The Washington Post headline reads, “A Record 3.3 million Americans filed for unemployment benefits as the coronavirus slams economy.” The statistic represents a single week of unemployment filings, and the Labor Department predicts job losses could exceed 40 million by April.
With such headlines gripping the nation, and mandatory business shutdowns and citywide quarantines continuing, millions of Americans must figure out how to pay their bills in the coming months.
How should families prioritize spending when it’s unclear whether extreme household budget cuts need to last a few weeks or months? When income declines, emergency measures make it necessary to prioritize what bills to pay, what bills to cancel, and where the little money received should go.
The first question for many out-of-work Americans, is, “Do I still have health insurance coverage?”
Given that the coronavirus is both a health crisis and an economic crisis, it is essential to maintain health insurance in the event of an infection.
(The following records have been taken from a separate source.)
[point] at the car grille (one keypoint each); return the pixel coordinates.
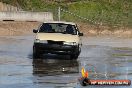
(55, 42)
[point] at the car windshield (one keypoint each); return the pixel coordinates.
(58, 28)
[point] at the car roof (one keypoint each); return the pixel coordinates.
(64, 22)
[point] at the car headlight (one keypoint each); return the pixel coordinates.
(40, 41)
(70, 43)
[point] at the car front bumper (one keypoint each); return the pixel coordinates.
(55, 48)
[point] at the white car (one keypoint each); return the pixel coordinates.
(57, 37)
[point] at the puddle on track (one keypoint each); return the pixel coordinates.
(19, 70)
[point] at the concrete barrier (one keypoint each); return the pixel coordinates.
(26, 16)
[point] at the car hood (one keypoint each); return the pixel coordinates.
(58, 37)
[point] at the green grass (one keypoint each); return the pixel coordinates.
(118, 55)
(107, 12)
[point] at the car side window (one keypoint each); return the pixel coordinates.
(46, 28)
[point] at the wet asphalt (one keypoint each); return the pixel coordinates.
(103, 57)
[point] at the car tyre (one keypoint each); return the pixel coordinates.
(76, 54)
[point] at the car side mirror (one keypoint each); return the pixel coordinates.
(80, 34)
(35, 31)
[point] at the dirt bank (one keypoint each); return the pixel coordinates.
(92, 30)
(25, 28)
(17, 28)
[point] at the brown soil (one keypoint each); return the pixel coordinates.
(25, 28)
(17, 28)
(92, 30)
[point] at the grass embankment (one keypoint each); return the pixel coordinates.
(106, 12)
(113, 16)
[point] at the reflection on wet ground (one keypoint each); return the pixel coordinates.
(101, 59)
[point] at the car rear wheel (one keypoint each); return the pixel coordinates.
(76, 54)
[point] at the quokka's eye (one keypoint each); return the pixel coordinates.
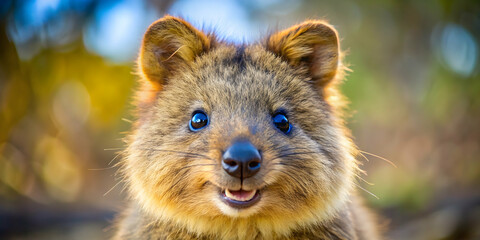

While many cases result in only mild symptoms that do not require treatment, those that do can require weeks of hospitalization.
The other challenge is that most employees rely on employer-sponsored health insurance, which could disappear as businesses close.
If coverage remains, verify coverage levels. Most health insurance companies are waiving cost-sharing requirements for expenses associated with the diagnosis and testing of COVID-19. Some also have eliminated deductibles for treatment through in-network providers. However, all insurance companies offer multiple policies with a wide range of coverage levels. AHIP compiled a list of health insurance providers, along with their general policies with regard to COVID-19 coverage in the following blog. It is necessary to contact the insurance company directly to learn more about specific coverage.
COBRA allows employees to continue coverage with the employer-based plan after a job loss. The former employee becomes responsible for monthly premiums, and coverage levels remain the same.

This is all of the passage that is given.